LIBOR Reform off to Promising Start for Investors
Since Barclays settled with U.K. and U.S. regulators in June over its involvement in the manipulation of LIBOR, investment professionals and other interested stakeholders have waited for the next episode of this scandal to unravel. In the intervening period, it seems that regulators have focused more on the future than the present, with various initiatives underway to fix this broken benchmark. For now, the lurid headlines have given way to more sober pronouncements from policymakers, of which the publication of the U.K.’s Wheatley Review of LIBOR has taken centre stage.
The Wheatley Review, published on 28 September, calls for banks’ LIBOR submissions to be explicitly supported by actual transaction data, along with a new code of conduct over submissions to establish standards over the rate-setting process. That code of conduct will be drawn up by a new administrator who will take over from the British Bankers Association. Other measures include limiting the production of LIBOR to only those currencies and tenors where there is a liquid underlying market and encouraging more banks to participate in the LIBOR process to reduce the influence of any one bank in the calculation of the benchmark. The submission to, and administration of, LIBOR will also be regulated, and the regulator will have powers to pursue criminal sanctions where appropriate.
These recommendations are all positive.
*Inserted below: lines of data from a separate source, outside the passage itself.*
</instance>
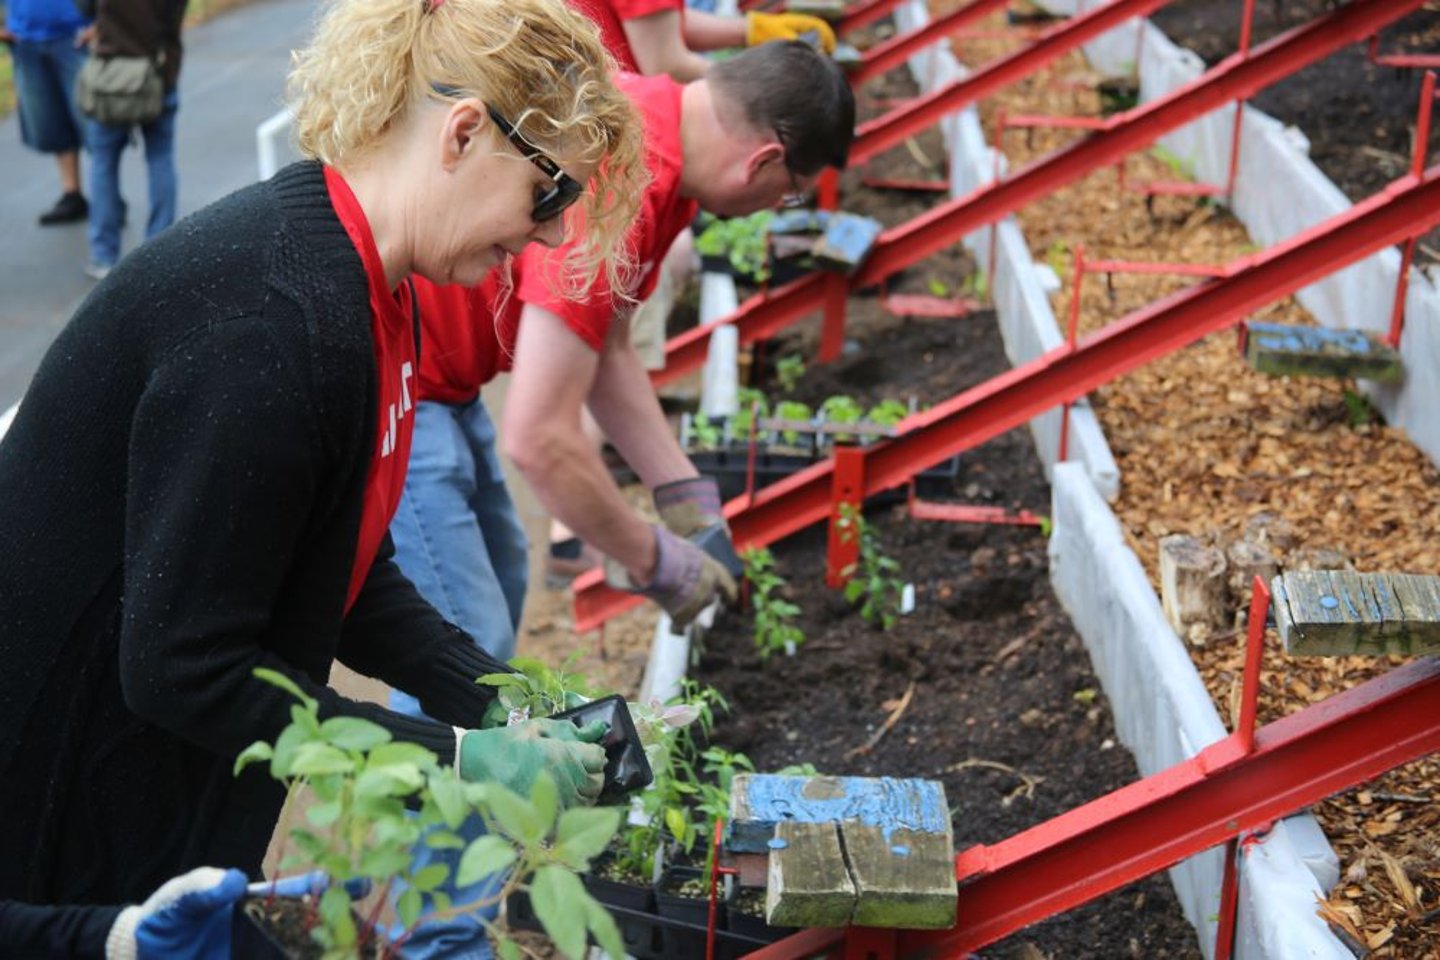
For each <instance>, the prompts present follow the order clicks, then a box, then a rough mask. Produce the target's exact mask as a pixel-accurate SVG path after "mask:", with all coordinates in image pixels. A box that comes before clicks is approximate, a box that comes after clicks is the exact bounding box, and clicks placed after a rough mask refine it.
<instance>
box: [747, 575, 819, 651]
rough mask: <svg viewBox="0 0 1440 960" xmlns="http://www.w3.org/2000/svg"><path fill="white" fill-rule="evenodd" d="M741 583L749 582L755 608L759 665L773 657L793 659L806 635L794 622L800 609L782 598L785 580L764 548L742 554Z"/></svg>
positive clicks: (797, 605)
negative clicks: (781, 575)
mask: <svg viewBox="0 0 1440 960" xmlns="http://www.w3.org/2000/svg"><path fill="white" fill-rule="evenodd" d="M740 558H742V560H743V561H744V579H746V580H749V581H750V590H752V593H750V604H752V606H753V607H755V651H756V652H757V653H759V655H760V659H762V661H766V659H769V658H770V655H772V653H785V655H788V656H789V655H793V653H795V648H798V646H799V645H801V643H804V642H805V632H804V630H801V629H799V628H798V626H795V623H793V620H795V619H796V617H798V616H799V615H801V607H799V606H798V604H795V603H792V602H789V600H786V599H785V597H782V596H780V592H782V590H783V589H785V577H782V576H780V574H779V571H778V570H776V569H775V554H772V553H770V551H769V550H768V548H765V547H750V548H747V550H744V551H742V554H740Z"/></svg>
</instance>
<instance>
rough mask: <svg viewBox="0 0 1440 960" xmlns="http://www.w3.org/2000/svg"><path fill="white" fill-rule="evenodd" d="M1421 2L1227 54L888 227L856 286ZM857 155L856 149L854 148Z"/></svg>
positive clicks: (1287, 71) (1335, 18)
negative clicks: (1196, 70)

In a recent survey, CFA Institute members called for using actual transaction rates as the basis for determining LIBOR, along with stronger regulatory oversight allied with criminal sanctioning powers.
Closing the jurisdictional void over LIBOR is the most obvious step to strengthen investor and consumer protection, particularly through criminal sanctions which act as a credible deterrent to market abuse. More fundamentally, use of actual transaction rates will ensure that the reference rate is anchored in objective, transparent inputs, thereby minimizing the scope for discretion to influence the rate. This is a key step towards strengthening the credibility and robustness of the benchmark. LIBOR rates have become somewhat detached from market reality when one considers the stability of LIBOR relative to other market-based indicators of banks’ credit risk, such as credit default swaps.
So where does this leave us? The Wheatley Review is not the end of the chapter. The European Parliament has been updating its market abuse legislation to define manipulation (actual or attempted) of benchmarks explicitly as a form of market abuse. Meanwhile, the European Commission has launched a public consultation, which closes at the end of November, to examine the production and use of indices serving as benchmarks in financial contracts. This could lead to the creation of a holistic legislative framework for all financial benchmarks and indices. And the International Organization of Securities Commissions (IOSCO) is also in the process of establishing global principles and best practices for the production and use of benchmarks, an initiative co-chaired by Martin Wheatley from the U.K. FSA (and also chair of the Wheatley Review) and Gary Gensler from the U.S. CFTC. The IOSCO initiative is welcomed — 89% of CFA Institute members surveyed agreed that a global framework of key principles or best practices should be developed for internationally used benchmarks.
It has taken a long time since allegations of LIBOR manipulation first surfaced over four years ago, but global regulators finally seem to be giving this issue the attention it deserves. Let’s hope these initiatives keep the lurid headlines at bay.